Solvent effect on the 195Pt NMR properties in pyridonate-bridged PtIII dinuclear complex derivatives investigated by ab initio molecular dynamics and localized orbital analysis

Abstract

An ab initio molecular dynamics investigation of the solvent effect (water) on the structural parameters, ¹⁹⁵Pt NMR spin–spin coupling constants (SSCCs) and chemical shifts of a series of pyridonate-bridged Pt^III dinuclear complexes is performed using Kohn–Sham (KS) Car–Parrinello molecular dynamics (CPMD) and relativistic hybrid KS NMR calculations. The indirect solvent effect (via structural changes) has a dramatic effect on the ¹J_PtPt SSCCs. The complexes exhibit a strong trans influence in solution, where the Pt–Pt bond lengthens with increasing axial ligand σ-donor strength.

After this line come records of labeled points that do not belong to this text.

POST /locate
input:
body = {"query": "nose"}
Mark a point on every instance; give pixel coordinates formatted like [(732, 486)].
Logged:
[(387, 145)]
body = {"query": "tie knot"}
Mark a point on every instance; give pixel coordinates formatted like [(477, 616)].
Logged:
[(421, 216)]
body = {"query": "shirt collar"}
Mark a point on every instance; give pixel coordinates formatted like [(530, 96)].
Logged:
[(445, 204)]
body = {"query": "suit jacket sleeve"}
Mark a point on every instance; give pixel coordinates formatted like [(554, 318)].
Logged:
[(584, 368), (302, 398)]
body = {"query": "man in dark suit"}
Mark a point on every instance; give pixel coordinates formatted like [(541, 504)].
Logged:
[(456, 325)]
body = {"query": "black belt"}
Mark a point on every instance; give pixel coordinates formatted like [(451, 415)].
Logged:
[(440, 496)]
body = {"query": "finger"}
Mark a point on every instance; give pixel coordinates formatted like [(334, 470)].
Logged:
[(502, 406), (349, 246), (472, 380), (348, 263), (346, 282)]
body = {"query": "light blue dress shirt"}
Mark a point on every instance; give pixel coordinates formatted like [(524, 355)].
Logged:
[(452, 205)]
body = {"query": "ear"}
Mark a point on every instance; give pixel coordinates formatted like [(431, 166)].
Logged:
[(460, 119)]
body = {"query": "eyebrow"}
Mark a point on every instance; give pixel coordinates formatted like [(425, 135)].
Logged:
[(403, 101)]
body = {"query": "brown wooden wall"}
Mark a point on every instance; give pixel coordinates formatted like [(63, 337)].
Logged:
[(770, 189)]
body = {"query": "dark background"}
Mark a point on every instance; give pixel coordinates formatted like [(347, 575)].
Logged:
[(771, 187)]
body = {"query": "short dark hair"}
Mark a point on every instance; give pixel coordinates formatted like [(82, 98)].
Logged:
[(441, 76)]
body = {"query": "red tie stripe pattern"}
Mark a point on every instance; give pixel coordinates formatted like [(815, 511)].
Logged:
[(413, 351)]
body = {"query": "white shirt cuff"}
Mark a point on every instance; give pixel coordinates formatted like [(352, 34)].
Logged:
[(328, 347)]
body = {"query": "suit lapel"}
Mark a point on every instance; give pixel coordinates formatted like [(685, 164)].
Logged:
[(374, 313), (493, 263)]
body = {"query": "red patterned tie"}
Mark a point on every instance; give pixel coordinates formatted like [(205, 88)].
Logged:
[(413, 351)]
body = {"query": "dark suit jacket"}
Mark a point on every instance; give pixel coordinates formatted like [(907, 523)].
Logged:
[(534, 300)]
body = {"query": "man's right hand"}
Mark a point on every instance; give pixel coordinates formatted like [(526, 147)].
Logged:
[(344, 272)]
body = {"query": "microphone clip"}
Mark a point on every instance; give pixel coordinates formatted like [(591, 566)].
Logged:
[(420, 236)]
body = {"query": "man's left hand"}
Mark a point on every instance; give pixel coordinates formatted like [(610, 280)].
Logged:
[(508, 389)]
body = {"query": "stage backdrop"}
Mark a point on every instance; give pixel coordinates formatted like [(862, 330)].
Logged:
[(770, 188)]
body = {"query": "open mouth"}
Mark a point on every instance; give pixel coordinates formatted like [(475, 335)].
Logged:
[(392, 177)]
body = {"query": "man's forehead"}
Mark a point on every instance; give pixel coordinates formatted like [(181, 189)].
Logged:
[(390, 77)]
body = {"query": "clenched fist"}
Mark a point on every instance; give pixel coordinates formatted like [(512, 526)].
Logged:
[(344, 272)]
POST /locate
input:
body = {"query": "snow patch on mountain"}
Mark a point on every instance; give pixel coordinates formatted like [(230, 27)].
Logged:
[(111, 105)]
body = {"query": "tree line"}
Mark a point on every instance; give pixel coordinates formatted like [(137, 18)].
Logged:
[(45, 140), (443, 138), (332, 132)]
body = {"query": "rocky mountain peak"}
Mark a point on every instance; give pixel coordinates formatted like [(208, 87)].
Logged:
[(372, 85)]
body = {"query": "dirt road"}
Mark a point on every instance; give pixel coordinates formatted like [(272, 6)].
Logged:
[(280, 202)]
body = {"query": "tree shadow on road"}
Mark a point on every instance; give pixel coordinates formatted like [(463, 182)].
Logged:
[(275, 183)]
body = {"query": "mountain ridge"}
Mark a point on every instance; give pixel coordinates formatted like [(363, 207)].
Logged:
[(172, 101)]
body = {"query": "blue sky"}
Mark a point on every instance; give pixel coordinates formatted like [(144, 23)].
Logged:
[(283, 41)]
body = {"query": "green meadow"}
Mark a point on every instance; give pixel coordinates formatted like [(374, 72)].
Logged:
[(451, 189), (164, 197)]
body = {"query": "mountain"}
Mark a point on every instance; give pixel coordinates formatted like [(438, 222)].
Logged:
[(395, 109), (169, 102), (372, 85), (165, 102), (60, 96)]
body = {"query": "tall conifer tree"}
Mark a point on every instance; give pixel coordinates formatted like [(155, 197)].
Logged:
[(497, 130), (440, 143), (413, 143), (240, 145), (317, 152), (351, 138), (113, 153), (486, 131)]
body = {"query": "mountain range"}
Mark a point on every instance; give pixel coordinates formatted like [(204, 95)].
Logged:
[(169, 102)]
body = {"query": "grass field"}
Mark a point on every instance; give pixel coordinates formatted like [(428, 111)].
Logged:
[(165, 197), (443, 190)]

In the diaqua complex, where the solvent effect is more pronounced, the SSCCs averaged for CPMD configurations with explicit plus implicit solvation agree much better with the experimental data, while the calculations for static geometry and CPMD unsolvated configurations show large deviations with respect to experiment. The combination of CPMD with hybrid KS NMR calculations provides a much more realistic computational model that reproduces the large magnitudes of ¹J_PtPt and ¹⁹⁵Pt chemical shifts. An analysis of ¹J_PtPt in terms of localized and canonical orbitals shows that the SSCCs are driven by changes in the s-character of the natural atomic orbitals of Pt atoms, which affect the 'Fermi contact' mechanism.